Monday, August 6, 2007

In my mind Vol. 1

     You walked into my home wearing a long black coat and bright white smile. With a monkey on my lap and a bag of chips, I didn't know what to say. I improvised. Luckily speling doesn't mater I thought.
     "Do evil things," you whispered.
     I was stuck in third gear, but then again, if third gear is all you have, I guess you're not really stuck. The sky was an odd shade of green and the children were gone. Should I play dead or run for my life?
     "You chose poorly," was all you could say; encroaching. Yes, you heard me right.
     Ripping a hole and throwing it all away again, the trees bowed down and the earth shook apprehensively. I wouldn't be afraid of the dark if I were blind. I closed my eyes and peered at the world I'd left behind. Quite the view.

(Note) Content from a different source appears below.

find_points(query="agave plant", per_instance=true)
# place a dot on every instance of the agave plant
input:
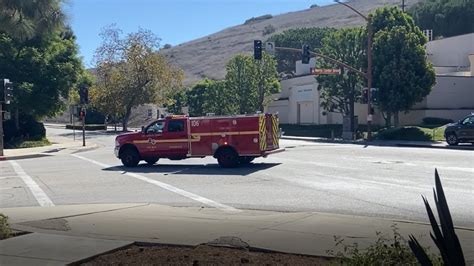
(445, 238)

     "Where are you taking me?"
     Beasts of various statures populated the once desolated landscape. Some wore masks. Some stood firm. Others ran from me. I attempted to read your expression, but was distracted by the spectacle evolving in the distance. Something was approaching. Slowly and steadily it traversed the hills and valleys, disappearing, reemerging, closer and closer. Metronomes couldn't have kept better time.
     "This is for you," you spoke sharply. My body ached vehemently. "Understanding is not the most important facet of wisdom. Prove nothing and live better. Do not try to explain what you have seen. They will not believe you. Go now, and take what I have given you."
     The way is long and difficult, but in the pain there is joy and righteousness. When and where? Eat it, don't eat it. Kill or be killed. Believe almost nothing and create your own plain. Invitations go unanswered. This is the way it must be.
     Years had passed, yet there we stood. Back home again. The monkey bit me and I shoved it from my lap. To this day, the floor bears his mark.
     "Someday you will suffer for what you have shown me," I said.
     Your smile faded. Fingers to fangs and eyes to pearls, your coat burned bright white. My hand protected my face but not my heart. Windows rattled in their sashes as you spoke one last time. You knew the words could never be written. I remember every syllable.
     Alone, yet never alone, I collapsed to the floor. The smell of countless dead lingered offensively. Again I saw the hills and valleys. Again I witnessed the beasts. Now, however, they all stood silently, naked in the heated field. The thing that had approached with such ferocity before was only a child now, my child. He greeted me with a smile and I returned the gesture.